Similarly, the Security Platform that combines many layers such as logging, IPS, and firewalls but also is completely dependent the Network Platform. Developers like to think that that their language is a platform. Database administrators think that their SQL platform is the foundation. Database platform that co-dependent on the application platform that supports the development platform that supports the business process platform.

The problem is that for all platforms except networking, there is plenty of other platforms that support the other platforms. Networking depends on nothing else except the physical cabling and power in your data centre.

Oh. See what happened there.

Platforms all the way down 1

> A well-known scientist (some say it was Bertrand Russell) once gave a public lecture on astronomy. He described how the earth orbits around the sun and how the sun, in turn, orbits around the center of a vast collection of stars called our galaxy. At the end of the lecture, a little old lady at the back of the room got up and said: “What you have told us is rubbish. The world is really a flat plate supported on the back of a giant tortoise.” The scientist gave a superior smile before replying, “What is the tortoise standing on.” “Another Tortoise” said the lady. “What’s that standing on?” the scientist asked. “You’re very clever, young man, very clever,” said the old lady. “But it’s turtles all the way down! 1

The EtherealMind View

In business, there are many companies that are building platforms. Platforms have great value (to investors) in terms of locking customers into a set of tools, or a process and make a great long term revenue source. Investors are very fond of companies that have “recurrent revenue models”. Obviously, customers should always be wary of buying into a platform because of the committed expenditure model they are taking on.

But for every platform, there is another platform that it depends on. Failure to recognise this dependency makes your platform weak. Importantly, engineers can see straight through the marketing double speak here because they have intimate knowledge of the stack and the interdependency. It’s just one point of tension between “positioning” and “reality”.

Vendors and resellers should forget the “platform” and start thinking about ecosystems that are connected platforms all the way down.


  1. Stephen Hawking, in “A Brief History of Time”, is apparently the source of the story although it’s probably much older. ↩

About Greg Ferro

Human Infrastructure for Data Networks. 25 year survivor of Corporate IT in many verticals, tens of employers working on a wide range of networking solutions and products.

Host of the Packet Pushers Podcast on data networking at http://packetpushers.net- now the largest networking podcast on the Internet.

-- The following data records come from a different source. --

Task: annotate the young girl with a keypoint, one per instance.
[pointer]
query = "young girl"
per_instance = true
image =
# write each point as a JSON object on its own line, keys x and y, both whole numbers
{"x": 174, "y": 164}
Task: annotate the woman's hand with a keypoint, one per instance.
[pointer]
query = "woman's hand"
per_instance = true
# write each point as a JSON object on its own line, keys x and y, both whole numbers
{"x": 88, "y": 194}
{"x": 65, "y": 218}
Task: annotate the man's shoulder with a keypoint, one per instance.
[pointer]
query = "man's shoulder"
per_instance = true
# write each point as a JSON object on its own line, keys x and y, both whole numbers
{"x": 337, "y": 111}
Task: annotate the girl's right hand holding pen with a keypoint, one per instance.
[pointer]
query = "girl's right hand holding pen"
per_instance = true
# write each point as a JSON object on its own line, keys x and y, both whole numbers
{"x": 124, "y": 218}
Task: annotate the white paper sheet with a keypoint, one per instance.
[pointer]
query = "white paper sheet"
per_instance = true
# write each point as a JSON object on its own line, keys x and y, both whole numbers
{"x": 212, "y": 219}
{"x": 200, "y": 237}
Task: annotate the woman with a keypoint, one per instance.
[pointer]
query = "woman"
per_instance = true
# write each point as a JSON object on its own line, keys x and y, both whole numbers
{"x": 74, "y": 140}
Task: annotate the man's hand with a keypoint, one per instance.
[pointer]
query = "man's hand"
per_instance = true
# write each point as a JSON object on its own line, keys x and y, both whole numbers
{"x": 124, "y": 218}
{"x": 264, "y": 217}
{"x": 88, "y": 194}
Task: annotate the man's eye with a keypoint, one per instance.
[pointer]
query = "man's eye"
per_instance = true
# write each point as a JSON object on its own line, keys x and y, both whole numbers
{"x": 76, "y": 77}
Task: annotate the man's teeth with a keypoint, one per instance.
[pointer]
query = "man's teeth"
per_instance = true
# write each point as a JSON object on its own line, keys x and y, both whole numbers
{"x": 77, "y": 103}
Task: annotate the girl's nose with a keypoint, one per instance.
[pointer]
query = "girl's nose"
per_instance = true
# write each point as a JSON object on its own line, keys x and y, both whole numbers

My personal blog at http://gregferro.com

Comments

  1. Ryan Malayter says

    23rd May 2012 at 16:53 +0000

    One could just as easily argue that networking is completely dependent upon OS and application platforms, as well as power and cabling. Because without operating systems and applications, the network itself has no value. Empty 10 Gigabit pipes aren’t very exciting.

  2. Dlenrow says

    23rd May 2012 at 21:19 +0000

    Oh My God. That tortoise thing almost sent me off my chair. Reminds me of the old lady who sat next to me on a bus home from University. We made small talk, she asked what I was studying and I informed her that I was majoring in computer science, which had just become a separate major from mathematics (Yes, I’m ancient) . Her knowing response: “Those computers, they’ll never catch on”. Nice one Nostradamus.